We retrospectively studied 428 consecutive patients with moderate to severe renal insufficiency from January 2003 to December 2005, who had undergone single-vessel percutaneous coronary intervention with a DES at our institution. Moderate to severe renal insufficiency was defined as a glomerular filtration rate of <60 mL/min/1.73 m2. All patients with acute renal failure, requiring dialysis, or with a renal transplant were excluded from the present study. The glomerular filtration rate was calculated using the Modification of Diet in Renal Disease (MDRD) study equation within 24 hours of percutaneous coronary intervention.

Of 428 patients, PESs were used in 287 patients and SESs in 141 patients. The angiographic and procedural success rates were similar in the SES- and PES-treated patients. Also, the in-hospital outcomes were not different between the SES- and PES-treated patients.

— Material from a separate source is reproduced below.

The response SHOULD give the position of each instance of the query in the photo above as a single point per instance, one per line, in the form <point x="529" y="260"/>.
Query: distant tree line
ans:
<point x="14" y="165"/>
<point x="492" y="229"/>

We collected data on demographics and the baseline characteristics of age, gender, race, body mass index, hypertension, diabetes mellitus, dyslipidemia, current smoking, and current medications. Diabetes mellitus was defined as a previous diagnosis, the use of diet or antidiabetic medicines, or a fasting venous blood glucose level of ≥126 mg/dl on 2 occasions in previously untreated patients. Patients who had received medications for hypertension or those with a systolic blood pressure of ≥140 mm Hg or diastolic blood pressure of ≥90 mm Hg and not taking concurrent antihypertensive therapy were classified as having hypertension. Hypertension in patients with diabetes was defined as a systolic blood pressure of ≥130 mm Hg or a diastolic blood pressure of ≥80 mm Hg. Dyslipidemia was defined as a serum total cholesterol level of ≥200 mg/dl, low-density lipoprotein cholesterol level of ≥100 mg/dl, high-density lipoprotein level of ≤40 mg/dl, triglycerides of ≥150 mg/dl, or if the patient was taking any lipid-lowering drugs. Patients who had smoked within the previous 1 year of entry into the study were deemed current smokers.

We also collected data on the angiographic and procedural variables, including the number of coronary arteries with ≥50% stenosis, the vessel stented (left anterior descending, left circumflex, right coronary artery, vein graft, or arterial graft), the lesion complexity (A, B, or C), length of the stented segment, target vessel diameter, and use of glycoprotein IIb/IIIa inhibitors during the procedure.

The primary outcome of interest was MACE, which was a composite of death, nonfatal myocardial infarction, and target vessel revascularization. The primary outcome MACE was compared in the PES and SES groups. We also studied death, myocardial infarction, and target vessel revascularization individually. The mean duration of follow-up was 49 ± 21 months in the SES group and 46 ± 18 months in the PES group. Follow-up data were obtained for all 428 patients in the study by frequent office visits to the cardiologist and from the Social Security Death Index.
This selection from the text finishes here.